We can’t know how “frequent” such self-mutilations for coins were, but it’s interesting that from one “remarkable” and frankly freakish example, the writer could conclude that it “throw a light” on “the lower orders in that country.” It almost sounds like, “the lower order of that country.” Again, beggars are an indictment of a society.

Marty, from Winslow, NJ, Center City Philadelphia, PA
Marty, from Winslow, NJ, Center City Philadelphia, PA

In our land of fuzzy and often quite devious euphemisms, where a prisoner is a “detainee” and an illegal immigrant is just an “undocumented worker,” it’s only appropriate that we don’t have beggars, really, but only panhandlers. Though we have enough strange bodies on the streets, most of our beggars are remarkably normal in appearance and demeanor. Just today, I talked to Marty, a 31-year-old from Winslow, NJ. Reasonably well-groomed, clean and without tattoos, Marty wore a long-sleeve T-shirt, basketball shorts and Polo sneakers. He sat on his bedding next to a platic cup of soda. Marty served four years in the Army. He loves his brief glimpse of Berlin and the “brotherhood” of the military. Afghanistan was “a mess” and Iraq “not what we had been told.” Marty’s been homeless for three weeks. To gain an advantage over other beggars, Marty had come up with a clever sign, “FREE TO A LOVING HOME. HOUSE TRAINED ALREADY!!” In a tiny scrawl beneath that, there’s also, “Trying to Get a Buck to eat.” Two blocks away, I then found an old lady of about 80 dozing in a wheelchair next to two tote bags. I’ve seen men this ancient dumped on our sidewalks, so why not this woman? Most of our homeless shelters kick people out during the daytime, and there are no storage facilities. Here was your average greatgrandma nodding off on a comfy armchair in a cozy living room, except that there was no armchair and no living room. For the many hours that she’s out there, thousands of people, locals and tourists, walk by this exposed woman. This is the new normal.

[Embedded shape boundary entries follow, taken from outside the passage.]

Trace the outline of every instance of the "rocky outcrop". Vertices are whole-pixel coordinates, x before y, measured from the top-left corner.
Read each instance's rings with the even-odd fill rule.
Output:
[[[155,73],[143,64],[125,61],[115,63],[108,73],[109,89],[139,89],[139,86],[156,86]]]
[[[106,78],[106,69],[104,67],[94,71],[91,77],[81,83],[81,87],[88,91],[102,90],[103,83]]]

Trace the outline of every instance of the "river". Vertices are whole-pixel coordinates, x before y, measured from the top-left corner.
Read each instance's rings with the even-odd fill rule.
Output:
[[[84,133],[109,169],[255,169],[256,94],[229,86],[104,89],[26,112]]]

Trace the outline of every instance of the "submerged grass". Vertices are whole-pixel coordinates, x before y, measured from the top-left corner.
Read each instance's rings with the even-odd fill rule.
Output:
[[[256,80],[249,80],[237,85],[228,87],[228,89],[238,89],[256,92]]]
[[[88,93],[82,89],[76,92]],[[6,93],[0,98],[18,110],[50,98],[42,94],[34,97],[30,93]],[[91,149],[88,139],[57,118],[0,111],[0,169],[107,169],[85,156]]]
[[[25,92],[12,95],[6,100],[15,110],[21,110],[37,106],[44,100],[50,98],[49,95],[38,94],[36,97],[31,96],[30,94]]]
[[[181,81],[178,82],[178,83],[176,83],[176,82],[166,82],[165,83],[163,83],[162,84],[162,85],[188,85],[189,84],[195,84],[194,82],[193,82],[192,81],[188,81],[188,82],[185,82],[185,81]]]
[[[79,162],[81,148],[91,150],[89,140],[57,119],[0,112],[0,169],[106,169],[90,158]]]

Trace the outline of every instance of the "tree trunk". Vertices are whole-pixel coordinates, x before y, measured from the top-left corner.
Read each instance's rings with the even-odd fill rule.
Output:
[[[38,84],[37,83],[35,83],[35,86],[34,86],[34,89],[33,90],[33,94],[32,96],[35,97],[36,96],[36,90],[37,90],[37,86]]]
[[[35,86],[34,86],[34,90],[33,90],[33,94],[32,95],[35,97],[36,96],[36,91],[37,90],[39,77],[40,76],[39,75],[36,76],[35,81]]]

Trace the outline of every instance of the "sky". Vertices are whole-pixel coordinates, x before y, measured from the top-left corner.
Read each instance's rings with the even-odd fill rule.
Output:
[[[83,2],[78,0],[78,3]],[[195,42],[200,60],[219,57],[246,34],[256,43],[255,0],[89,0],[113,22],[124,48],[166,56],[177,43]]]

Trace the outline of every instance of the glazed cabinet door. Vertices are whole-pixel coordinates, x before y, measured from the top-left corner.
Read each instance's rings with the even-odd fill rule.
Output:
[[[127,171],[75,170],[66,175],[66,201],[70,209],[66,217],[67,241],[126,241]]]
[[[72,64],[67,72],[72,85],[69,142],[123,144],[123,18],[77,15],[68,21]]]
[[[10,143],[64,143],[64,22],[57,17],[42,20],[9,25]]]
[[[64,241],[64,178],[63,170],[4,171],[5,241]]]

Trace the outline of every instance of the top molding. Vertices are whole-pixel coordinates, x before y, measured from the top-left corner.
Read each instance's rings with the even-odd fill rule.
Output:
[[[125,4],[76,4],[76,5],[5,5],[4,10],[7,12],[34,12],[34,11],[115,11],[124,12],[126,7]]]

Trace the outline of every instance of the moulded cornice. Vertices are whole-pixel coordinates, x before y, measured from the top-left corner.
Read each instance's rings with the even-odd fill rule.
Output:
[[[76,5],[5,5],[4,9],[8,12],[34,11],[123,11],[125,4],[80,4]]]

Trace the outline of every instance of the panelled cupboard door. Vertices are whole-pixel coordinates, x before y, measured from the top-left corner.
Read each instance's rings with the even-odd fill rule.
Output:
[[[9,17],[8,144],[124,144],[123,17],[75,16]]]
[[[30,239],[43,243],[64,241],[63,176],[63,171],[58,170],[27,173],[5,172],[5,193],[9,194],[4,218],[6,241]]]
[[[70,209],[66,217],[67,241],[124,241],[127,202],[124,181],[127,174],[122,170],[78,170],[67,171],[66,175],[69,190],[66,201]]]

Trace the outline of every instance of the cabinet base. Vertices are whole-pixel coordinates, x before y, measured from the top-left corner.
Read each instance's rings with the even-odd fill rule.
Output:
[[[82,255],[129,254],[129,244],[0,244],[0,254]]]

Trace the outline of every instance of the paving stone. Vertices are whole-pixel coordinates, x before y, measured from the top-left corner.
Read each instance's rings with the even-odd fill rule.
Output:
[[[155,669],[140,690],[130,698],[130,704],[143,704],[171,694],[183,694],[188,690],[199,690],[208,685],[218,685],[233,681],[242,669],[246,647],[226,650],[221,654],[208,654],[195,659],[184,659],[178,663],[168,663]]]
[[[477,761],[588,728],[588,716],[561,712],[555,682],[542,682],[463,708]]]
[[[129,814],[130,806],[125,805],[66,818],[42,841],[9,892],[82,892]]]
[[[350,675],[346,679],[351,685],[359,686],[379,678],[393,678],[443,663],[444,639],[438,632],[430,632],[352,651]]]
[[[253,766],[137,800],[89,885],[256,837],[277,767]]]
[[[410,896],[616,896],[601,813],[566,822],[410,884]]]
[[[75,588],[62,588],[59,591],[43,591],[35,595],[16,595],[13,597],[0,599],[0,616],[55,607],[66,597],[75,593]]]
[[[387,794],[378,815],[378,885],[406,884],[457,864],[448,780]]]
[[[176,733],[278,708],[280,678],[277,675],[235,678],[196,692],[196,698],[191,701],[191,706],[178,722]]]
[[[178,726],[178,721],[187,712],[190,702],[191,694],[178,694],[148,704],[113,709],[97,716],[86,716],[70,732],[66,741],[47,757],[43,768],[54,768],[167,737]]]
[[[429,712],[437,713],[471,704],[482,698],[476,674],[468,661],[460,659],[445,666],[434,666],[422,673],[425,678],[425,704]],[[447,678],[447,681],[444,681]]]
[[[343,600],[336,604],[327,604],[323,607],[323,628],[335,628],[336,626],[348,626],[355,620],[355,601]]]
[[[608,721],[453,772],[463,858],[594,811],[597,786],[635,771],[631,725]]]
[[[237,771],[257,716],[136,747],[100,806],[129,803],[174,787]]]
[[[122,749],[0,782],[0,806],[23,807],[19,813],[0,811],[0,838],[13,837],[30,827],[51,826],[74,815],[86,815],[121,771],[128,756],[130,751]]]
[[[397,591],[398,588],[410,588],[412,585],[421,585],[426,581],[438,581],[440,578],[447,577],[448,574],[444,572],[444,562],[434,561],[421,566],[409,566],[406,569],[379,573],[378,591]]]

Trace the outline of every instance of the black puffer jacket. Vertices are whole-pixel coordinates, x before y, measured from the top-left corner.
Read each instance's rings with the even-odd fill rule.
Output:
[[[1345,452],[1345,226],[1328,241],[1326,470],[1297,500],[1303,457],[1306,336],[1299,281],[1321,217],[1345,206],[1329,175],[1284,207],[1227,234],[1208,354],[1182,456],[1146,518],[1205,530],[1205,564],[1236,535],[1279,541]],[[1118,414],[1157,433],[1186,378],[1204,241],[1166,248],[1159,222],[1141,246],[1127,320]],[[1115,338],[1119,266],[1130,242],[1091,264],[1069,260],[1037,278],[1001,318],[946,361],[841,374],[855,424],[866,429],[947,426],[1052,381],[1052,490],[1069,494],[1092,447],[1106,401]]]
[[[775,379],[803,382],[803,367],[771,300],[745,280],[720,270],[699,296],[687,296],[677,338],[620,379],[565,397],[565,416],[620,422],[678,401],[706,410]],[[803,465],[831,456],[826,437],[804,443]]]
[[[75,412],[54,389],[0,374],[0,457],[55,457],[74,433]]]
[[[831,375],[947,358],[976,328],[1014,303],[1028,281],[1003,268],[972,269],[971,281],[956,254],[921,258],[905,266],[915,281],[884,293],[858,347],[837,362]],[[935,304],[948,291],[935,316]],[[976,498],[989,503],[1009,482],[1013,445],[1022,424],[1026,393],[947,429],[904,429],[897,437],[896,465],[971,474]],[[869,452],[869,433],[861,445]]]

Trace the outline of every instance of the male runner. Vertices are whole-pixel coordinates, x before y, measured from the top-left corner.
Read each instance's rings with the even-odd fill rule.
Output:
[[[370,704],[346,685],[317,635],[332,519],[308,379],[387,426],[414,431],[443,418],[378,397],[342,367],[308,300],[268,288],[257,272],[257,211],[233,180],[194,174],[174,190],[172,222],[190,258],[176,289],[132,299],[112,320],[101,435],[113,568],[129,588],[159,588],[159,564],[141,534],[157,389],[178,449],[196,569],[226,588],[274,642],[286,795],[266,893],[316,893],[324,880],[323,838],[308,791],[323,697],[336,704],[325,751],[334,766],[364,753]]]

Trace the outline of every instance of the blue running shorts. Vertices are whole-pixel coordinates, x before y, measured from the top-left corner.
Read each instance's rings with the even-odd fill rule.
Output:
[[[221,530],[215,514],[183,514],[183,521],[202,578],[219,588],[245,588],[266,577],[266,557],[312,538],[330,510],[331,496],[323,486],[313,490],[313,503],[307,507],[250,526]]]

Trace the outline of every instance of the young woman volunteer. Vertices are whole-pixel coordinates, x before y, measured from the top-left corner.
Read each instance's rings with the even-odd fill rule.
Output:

An American who’s at the bottom is no less representative than Steve Jobs, though only Jobs’ biography is scrutinized. In fact, since the ratio of American “losers” to “winners” has become so askew, with the losing camp swelling to include just about everybody by now, one can understand nothing by ignoring the bottom. Let’s meet, then, Lisa from Clayton, NJ (population 8,216). I found her sitting on Walnut Street near the Holiday Inn. At the time, Lisa had been homeless for 10 months. It was a gorgeous spring day, warm and sunny. Freezing temperatures would not return for at least four months.

Lisa, Center City Philadelphia, PA
Lisa, Center City Philadelphia, PA

“It doesn’t make sense to be anywhere else, right? It doesn’t make sense to be in Atlantic City?”

“No. Now that it’s getting nice, it’s OK to be in Atlantic City, but during the winter, no, and they really don’t have much to offer there.”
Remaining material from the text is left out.